Satu jam berlalu, terik matahari semakin membakar
tubuhku. Aku baru ingat, tadi pagi aku belum sempat sarapan. Hanya sesuap nasi
mungkin yang aku lahap. Oh tuhan, pantas saja perutku berdemo. Hingga pada
akhirnya...
Putih, apakah itu kabut?
Oh bukan itu bukan kabut, bahak itu tidaklah berwarna putih, tapi hitam, ya,
hitam...
“Kau sudah siuman?”
terdengar suara seorang lelaki yang sudah tak asing lagi ku dengar sebelumnya. Baru
akan membuka mulut untuk menanggapi kata-katanya, “Maafkan teman-temanku tadi
yang menghukummu,” selanya lalu melanjutkan “Mereka hanya mengerjaimu..” Aku
tersenyum, “Tidak apa-apa Kak. Ohya, kakak?” tanyaku tak nyambung. “Oh aku
Revan,” sahutnya cepat seakan mengerti apa yang ku maksud. “Oh, aku alissa Kak.

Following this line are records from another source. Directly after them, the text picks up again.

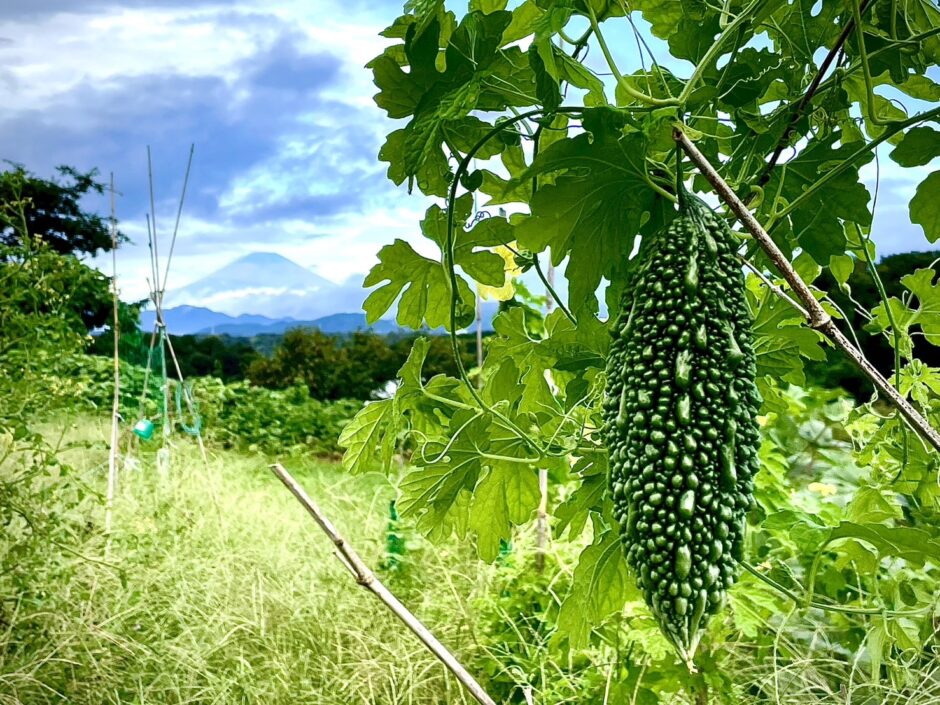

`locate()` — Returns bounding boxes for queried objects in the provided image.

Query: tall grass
[0,418,940,705]
[0,422,477,705]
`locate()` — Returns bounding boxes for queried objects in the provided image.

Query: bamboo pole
[270,463,496,705]
[104,172,121,559]
[673,127,940,450]
[535,260,555,573]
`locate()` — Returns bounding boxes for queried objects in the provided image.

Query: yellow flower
[477,242,522,301]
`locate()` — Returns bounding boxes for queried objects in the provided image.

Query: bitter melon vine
[603,195,760,661]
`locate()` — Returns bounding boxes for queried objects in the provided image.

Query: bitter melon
[602,194,760,665]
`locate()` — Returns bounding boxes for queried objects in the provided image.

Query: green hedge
[73,356,362,455]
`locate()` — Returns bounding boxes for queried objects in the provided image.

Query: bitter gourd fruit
[602,194,760,665]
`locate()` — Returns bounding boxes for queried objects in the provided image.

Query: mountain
[196,313,404,338]
[165,252,365,318]
[140,306,281,335]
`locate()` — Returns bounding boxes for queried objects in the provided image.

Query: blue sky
[0,0,930,298]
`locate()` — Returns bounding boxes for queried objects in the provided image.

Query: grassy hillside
[0,417,940,705]
[0,419,485,705]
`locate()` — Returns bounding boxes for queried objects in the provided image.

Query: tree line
[0,164,940,400]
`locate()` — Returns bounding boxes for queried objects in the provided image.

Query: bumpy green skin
[603,200,760,662]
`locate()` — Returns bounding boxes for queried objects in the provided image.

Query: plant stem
[586,2,680,107]
[746,0,872,192]
[777,107,940,219]
[679,0,760,105]
[673,125,940,451]
[849,0,894,127]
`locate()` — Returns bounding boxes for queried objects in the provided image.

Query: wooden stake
[673,127,940,450]
[271,463,496,705]
[104,172,121,559]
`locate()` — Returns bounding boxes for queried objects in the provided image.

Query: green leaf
[762,131,871,265]
[370,11,533,196]
[469,463,541,561]
[911,171,940,242]
[871,266,940,350]
[747,276,826,385]
[889,127,940,167]
[516,109,656,311]
[528,43,561,110]
[339,399,398,474]
[829,520,940,567]
[362,239,476,330]
[558,530,639,649]
[470,0,507,15]
[829,255,855,287]
[554,457,607,539]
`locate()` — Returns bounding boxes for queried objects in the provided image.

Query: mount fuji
[164,252,366,320]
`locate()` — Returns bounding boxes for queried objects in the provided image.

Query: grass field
[0,417,940,705]
[0,419,506,705]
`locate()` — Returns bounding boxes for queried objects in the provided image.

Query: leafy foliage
[342,0,940,689]
[0,164,125,255]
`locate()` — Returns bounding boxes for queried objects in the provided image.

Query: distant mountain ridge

Terimakasih atas bantuannya,” ujarku kembali memberikan ia senyuman manis.
Bantuan? Bantuan apa memang? Oh tidak!
Lagi-lagi aku berkata ngawur. “Ya, sama-sama Al. Mmm, kalau kau merasa baikan
segeralah masuk kelas,” ujarnya lalu melanjutkan “tapi, kalau kau masing pusing
tetaplah disini.” Mengapa begitu perhatian?” tanyaku dalam hati. “Oh ya Kak,
aku mengerti,” sahutku cepat.
Hari yang melelahkan. Sampai-sampai adegan drama pun
aku lakukan hari ini. Sungguh diluar dugaan sebelumnya. Akan tetapi, terlintas
dibenakku sosok laki-laki itu. Kak Revan? Hmm, malaikat penolong, bahkan dia
sudah menolongku dua kali dalam sehari ini..
***
“Alissa, kau sdenag membuat apa?”
Aku tersentak dengan
suara itu, oh ternyata Namira. Aku langsung tersenyum tetapi tetap fokus pada
sesuatu di tanganku, “Aku sedang membuat origami burung bangau.” Dia terlihat
kebingungan, “Burung bangau? Apakah kau sedang menginginkan sesuatu?” tanyanya.

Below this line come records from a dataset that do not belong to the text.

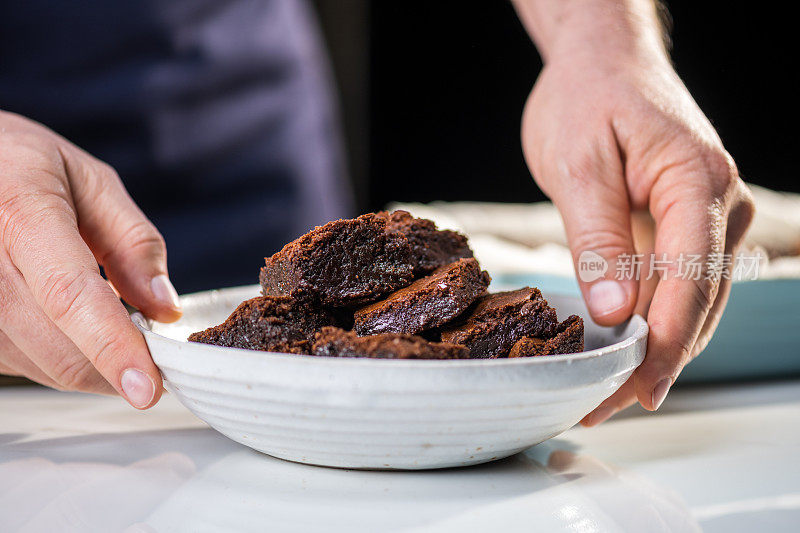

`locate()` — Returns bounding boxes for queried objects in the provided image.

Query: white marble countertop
[0,381,800,532]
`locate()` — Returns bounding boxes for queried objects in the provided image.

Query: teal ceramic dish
[493,274,800,383]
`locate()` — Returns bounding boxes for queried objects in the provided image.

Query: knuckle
[53,357,97,391]
[104,218,167,261]
[39,269,95,323]
[691,279,719,310]
[699,148,739,198]
[88,332,128,369]
[79,160,120,199]
[570,224,631,258]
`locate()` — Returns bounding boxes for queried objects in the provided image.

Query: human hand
[0,111,181,409]
[518,2,754,425]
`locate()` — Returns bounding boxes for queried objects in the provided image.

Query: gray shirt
[0,0,351,291]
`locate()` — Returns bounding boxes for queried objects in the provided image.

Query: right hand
[0,111,181,409]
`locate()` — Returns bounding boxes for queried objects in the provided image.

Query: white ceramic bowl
[133,286,647,469]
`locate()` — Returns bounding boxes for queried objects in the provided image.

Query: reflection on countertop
[0,382,800,532]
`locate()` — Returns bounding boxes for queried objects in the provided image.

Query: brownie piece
[260,213,416,307]
[189,296,336,354]
[508,315,583,357]
[354,258,491,335]
[377,211,472,276]
[312,327,469,359]
[260,211,472,307]
[442,287,558,359]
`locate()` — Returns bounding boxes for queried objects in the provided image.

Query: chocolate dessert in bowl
[134,211,647,469]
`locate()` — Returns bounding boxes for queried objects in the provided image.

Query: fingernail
[650,378,672,411]
[589,280,628,316]
[587,405,617,426]
[150,274,181,310]
[120,368,156,409]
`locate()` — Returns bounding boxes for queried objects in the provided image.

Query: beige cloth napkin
[389,185,800,279]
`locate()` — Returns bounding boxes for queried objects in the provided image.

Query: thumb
[551,150,640,326]
[64,148,181,322]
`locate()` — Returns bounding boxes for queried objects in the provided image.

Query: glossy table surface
[0,381,800,532]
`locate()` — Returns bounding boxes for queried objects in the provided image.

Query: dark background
[317,0,800,211]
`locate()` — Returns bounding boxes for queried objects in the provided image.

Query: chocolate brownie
[260,213,416,307]
[442,287,558,359]
[377,211,472,276]
[312,327,469,359]
[260,211,472,307]
[354,258,491,335]
[508,315,583,357]
[189,296,336,354]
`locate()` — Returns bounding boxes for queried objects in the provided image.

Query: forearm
[512,0,667,63]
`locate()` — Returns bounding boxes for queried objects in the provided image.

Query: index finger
[0,174,162,409]
[634,160,735,410]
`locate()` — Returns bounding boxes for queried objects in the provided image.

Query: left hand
[522,25,754,425]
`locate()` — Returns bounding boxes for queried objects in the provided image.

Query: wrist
[515,0,669,65]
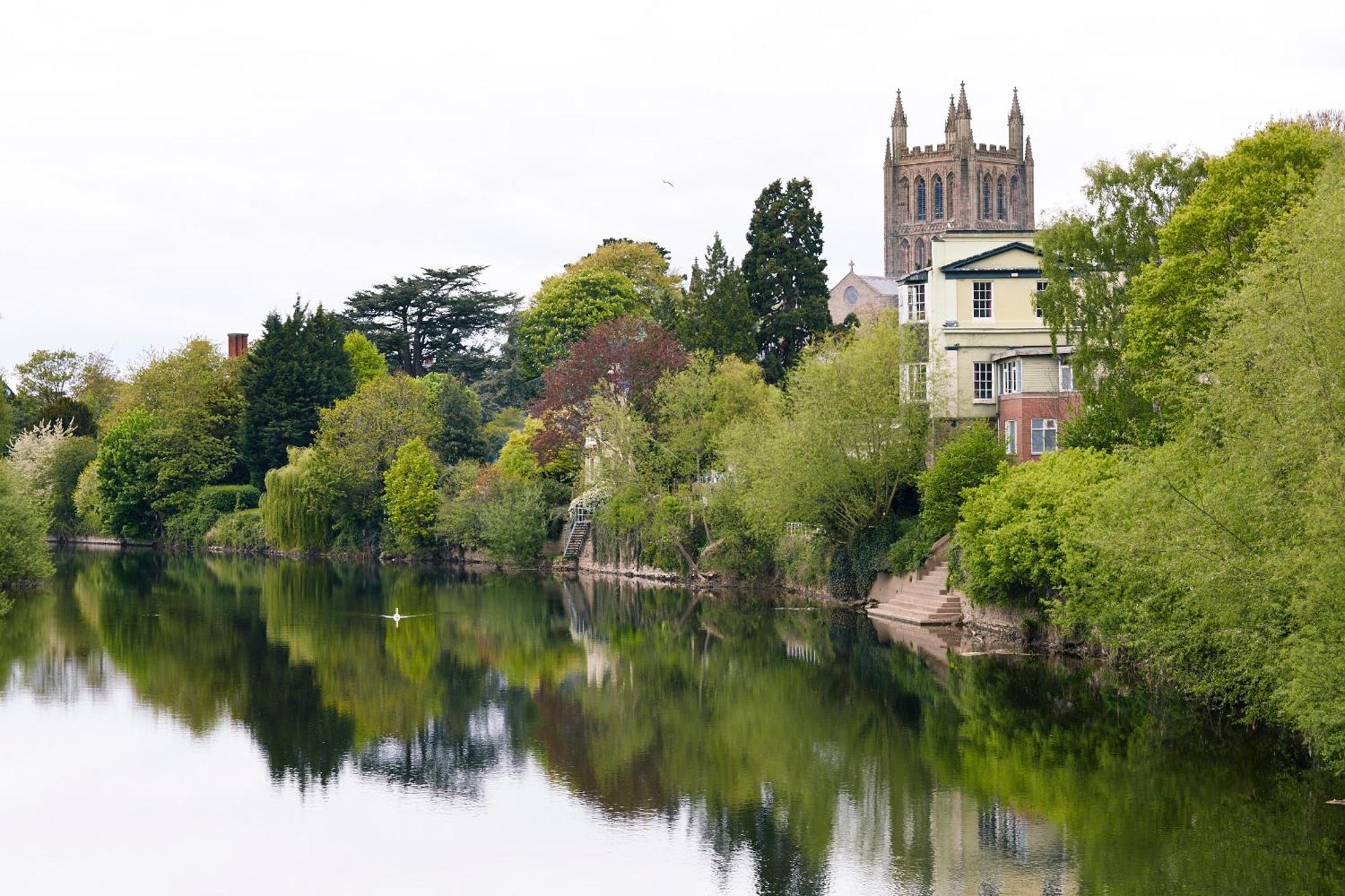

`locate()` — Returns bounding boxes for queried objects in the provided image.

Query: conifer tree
[346,265,518,382]
[238,301,355,485]
[677,234,757,360]
[742,177,831,382]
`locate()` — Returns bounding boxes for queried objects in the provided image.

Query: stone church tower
[882,83,1036,277]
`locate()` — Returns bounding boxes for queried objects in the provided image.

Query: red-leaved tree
[530,317,689,464]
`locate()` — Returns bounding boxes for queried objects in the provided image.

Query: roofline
[990,345,1075,360]
[939,239,1041,273]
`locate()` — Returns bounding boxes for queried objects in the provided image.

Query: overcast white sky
[0,0,1345,367]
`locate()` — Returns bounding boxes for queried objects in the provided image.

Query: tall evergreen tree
[677,234,757,360]
[742,177,831,382]
[238,301,355,486]
[346,265,518,382]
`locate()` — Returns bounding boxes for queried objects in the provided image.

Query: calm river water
[0,553,1345,896]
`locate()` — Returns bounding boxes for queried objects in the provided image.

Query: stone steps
[869,548,962,626]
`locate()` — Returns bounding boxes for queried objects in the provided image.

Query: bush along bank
[956,124,1345,772]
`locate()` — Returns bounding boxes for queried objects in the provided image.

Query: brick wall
[999,391,1079,460]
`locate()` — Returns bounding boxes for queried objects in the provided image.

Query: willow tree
[722,315,929,546]
[260,448,332,553]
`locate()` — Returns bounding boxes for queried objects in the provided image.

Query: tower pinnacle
[1009,87,1022,159]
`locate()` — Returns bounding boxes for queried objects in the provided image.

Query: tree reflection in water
[0,553,1345,893]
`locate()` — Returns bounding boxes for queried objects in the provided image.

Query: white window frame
[971,360,995,402]
[901,362,929,401]
[971,280,995,320]
[907,282,925,321]
[1030,417,1060,455]
[1060,358,1076,391]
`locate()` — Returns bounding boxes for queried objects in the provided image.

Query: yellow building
[900,230,1060,422]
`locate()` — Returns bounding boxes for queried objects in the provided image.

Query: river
[0,552,1345,896]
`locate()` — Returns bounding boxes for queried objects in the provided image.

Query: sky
[0,0,1345,368]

“Sesuatu? Oh tentu tidak, aku hanya sedang ingin membuatnya,” ujarku sembari
tertawa kecil.
Origami ini memang
selalu bermakna pembuatnya sedang menginginkan sesuatu, karena ketika seseorang
mambuat 100 buah origami ini, maka permintaannya akan terkabul. Klasik memang,
tetapi mitos ini berasal dari Jepang dan mereka masih mempercayainya.
Aku memalingkan wajahku
ke jendela kelas, tak sengaja seseorang melintasi bola mataku. Aku mencoba
berkedip. Siapa itu? Tak ku sangka itu Kak Revan. Ia kembali muncul dihadapanku
setelah terakhir bertemu itu ketika aku tak sadarkan diri saat “hukuman itu”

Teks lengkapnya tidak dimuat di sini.